Anthropologist Marjorie Shostak met Nisa in 1971 at the tail-end of a 20-month field stay in Botswana’s Kalahari Desert. Shostak knew a little about the !Kung prior to her journey, but felt that a large portion of their culture remained unknown.
How did they feel about themselves, their childhoods, their parents? Did spouses love one another; did they feel jealousy; did love survive marriage?…Were they afraid of growing old? Of death? Most of all, I was interested in !Kung women’s lives. What was it like being a woman in a culture so outwardly different from my own? What were the universals, if any, and how much would I be able to identify with?
She spoke to dozens of girls and women, but it wasn’t until meeting Nisa that Shostak found a storyteller with whom she could truly connect, and who she believed represented the life of a typical !Kung woman.
The Life and Words of a !Kung Woman is Nisa’s life story, told in her own words. Through Nisa, Shostak and the reader are able to experience !Kung life, both daily and over an entire lifetime.
Shostak’s book shows us that even though our lives may differ widely, all women are still connected via our mutual emotions and experiences.
Absolutely fascinating
I’ve always enjoyed anthropology and learning about other cultures, particularly when those cultures feel so far removed from my own. It’s also particularly fun for me to read about women’s lives; like Shostak, I wonder if there will be any commonalities despite our differences.
Nisa’s story shows there is. We’ve all experienced loss — of children, of parents — felt love and jealousy, dreamed, grown up, laughed, and told stories.
The book was a little difficult to get into. Nisa told her story more or less chronologically, but stream-of-consciousness has never been my favorite. Plus Nisa uses many expressions that require explanation (thank goodness for the index!) — I was probably five or six chapters in before I really felt hooked.

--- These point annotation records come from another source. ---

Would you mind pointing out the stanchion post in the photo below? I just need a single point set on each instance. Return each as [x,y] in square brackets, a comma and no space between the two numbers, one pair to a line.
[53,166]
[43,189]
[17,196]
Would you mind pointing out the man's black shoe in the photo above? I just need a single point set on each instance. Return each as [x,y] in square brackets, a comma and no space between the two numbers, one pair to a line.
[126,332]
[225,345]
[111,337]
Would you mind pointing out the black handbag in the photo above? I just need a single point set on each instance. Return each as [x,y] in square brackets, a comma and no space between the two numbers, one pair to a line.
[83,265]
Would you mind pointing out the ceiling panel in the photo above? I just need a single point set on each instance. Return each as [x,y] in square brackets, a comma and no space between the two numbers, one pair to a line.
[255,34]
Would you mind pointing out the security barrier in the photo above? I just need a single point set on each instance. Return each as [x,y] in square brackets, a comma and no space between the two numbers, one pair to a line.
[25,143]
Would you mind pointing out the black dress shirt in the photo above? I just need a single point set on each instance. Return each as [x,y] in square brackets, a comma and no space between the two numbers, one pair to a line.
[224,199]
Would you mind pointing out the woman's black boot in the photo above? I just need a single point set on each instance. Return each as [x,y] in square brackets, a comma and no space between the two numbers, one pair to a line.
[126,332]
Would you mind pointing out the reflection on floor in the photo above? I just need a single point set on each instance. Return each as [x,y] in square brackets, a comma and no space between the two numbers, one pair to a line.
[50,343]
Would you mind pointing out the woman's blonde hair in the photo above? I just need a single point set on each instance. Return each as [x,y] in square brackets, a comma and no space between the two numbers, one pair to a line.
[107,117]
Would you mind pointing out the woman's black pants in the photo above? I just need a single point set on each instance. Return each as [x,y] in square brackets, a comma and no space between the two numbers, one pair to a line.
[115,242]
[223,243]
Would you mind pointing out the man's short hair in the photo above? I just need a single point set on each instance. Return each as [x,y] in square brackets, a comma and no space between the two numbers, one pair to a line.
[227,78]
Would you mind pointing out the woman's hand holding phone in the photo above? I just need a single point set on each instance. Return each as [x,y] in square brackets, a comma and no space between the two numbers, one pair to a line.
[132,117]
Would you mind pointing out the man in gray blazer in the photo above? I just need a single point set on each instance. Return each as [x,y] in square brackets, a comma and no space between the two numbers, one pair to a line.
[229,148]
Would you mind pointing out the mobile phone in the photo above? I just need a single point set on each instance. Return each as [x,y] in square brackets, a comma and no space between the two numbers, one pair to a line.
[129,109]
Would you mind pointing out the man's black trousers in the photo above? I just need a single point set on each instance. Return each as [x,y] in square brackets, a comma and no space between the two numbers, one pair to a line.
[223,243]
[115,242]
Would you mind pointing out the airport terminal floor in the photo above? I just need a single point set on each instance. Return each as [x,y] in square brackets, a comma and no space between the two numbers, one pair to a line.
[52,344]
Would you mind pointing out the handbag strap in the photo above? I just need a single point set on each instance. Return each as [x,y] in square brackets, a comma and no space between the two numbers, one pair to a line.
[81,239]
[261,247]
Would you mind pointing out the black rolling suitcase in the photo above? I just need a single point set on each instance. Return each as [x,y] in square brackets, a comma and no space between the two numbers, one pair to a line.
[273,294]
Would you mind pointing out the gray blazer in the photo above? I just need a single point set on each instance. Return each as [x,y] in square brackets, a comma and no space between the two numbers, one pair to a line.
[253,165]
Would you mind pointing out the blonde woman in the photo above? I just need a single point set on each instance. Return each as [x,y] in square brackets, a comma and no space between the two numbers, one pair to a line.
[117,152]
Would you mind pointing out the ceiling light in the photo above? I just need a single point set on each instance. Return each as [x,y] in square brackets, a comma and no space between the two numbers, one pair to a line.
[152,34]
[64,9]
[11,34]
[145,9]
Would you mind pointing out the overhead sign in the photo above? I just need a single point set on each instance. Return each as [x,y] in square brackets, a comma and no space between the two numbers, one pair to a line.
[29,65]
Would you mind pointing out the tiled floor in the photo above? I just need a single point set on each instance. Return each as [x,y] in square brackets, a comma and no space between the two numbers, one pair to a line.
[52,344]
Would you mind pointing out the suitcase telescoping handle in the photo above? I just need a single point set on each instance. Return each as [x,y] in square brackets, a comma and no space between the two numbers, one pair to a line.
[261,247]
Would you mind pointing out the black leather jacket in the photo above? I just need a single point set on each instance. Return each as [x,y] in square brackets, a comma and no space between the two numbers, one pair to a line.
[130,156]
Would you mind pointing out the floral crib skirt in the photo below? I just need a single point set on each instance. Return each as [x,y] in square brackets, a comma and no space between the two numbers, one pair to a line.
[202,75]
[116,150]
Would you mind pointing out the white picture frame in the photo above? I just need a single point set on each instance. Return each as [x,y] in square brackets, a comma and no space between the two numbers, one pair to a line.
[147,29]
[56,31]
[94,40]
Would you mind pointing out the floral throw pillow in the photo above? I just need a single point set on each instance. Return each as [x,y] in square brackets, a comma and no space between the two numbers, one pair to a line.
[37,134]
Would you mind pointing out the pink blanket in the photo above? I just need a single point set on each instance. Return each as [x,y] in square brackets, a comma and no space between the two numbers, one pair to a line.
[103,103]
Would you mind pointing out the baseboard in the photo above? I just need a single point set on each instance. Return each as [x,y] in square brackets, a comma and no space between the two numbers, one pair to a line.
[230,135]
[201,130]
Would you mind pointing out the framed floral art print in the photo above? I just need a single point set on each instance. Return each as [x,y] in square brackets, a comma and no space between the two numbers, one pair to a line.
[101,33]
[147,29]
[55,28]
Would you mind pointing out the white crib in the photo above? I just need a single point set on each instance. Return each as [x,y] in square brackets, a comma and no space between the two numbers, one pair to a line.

I found the book well structured. Each chapter covered a single main theme (“Earliest Memories,” “Marriage,” “Growing Older,” etc.), and began with a short introduction from Shostak that set up the context for that portion of Nisa’s story. Nisa discusses her own life; Shostak’s introductions detailed what life is like for the !Kung as a whole.
Nisa has an interesting personality, funny and sharp. She expresses herself well; even when she makes a point that’s already known, she manages to find a more powerful way to do it:
If there were only men, they would all die. Women make it possible for them to live. Women have something so good that if a man takes it and moves about inside it, he climaxes and is sustained.
I really enjoyed The Life and Words of a !Kung Woman, and hope to someday find a copy of the sequel, Return to Nisa.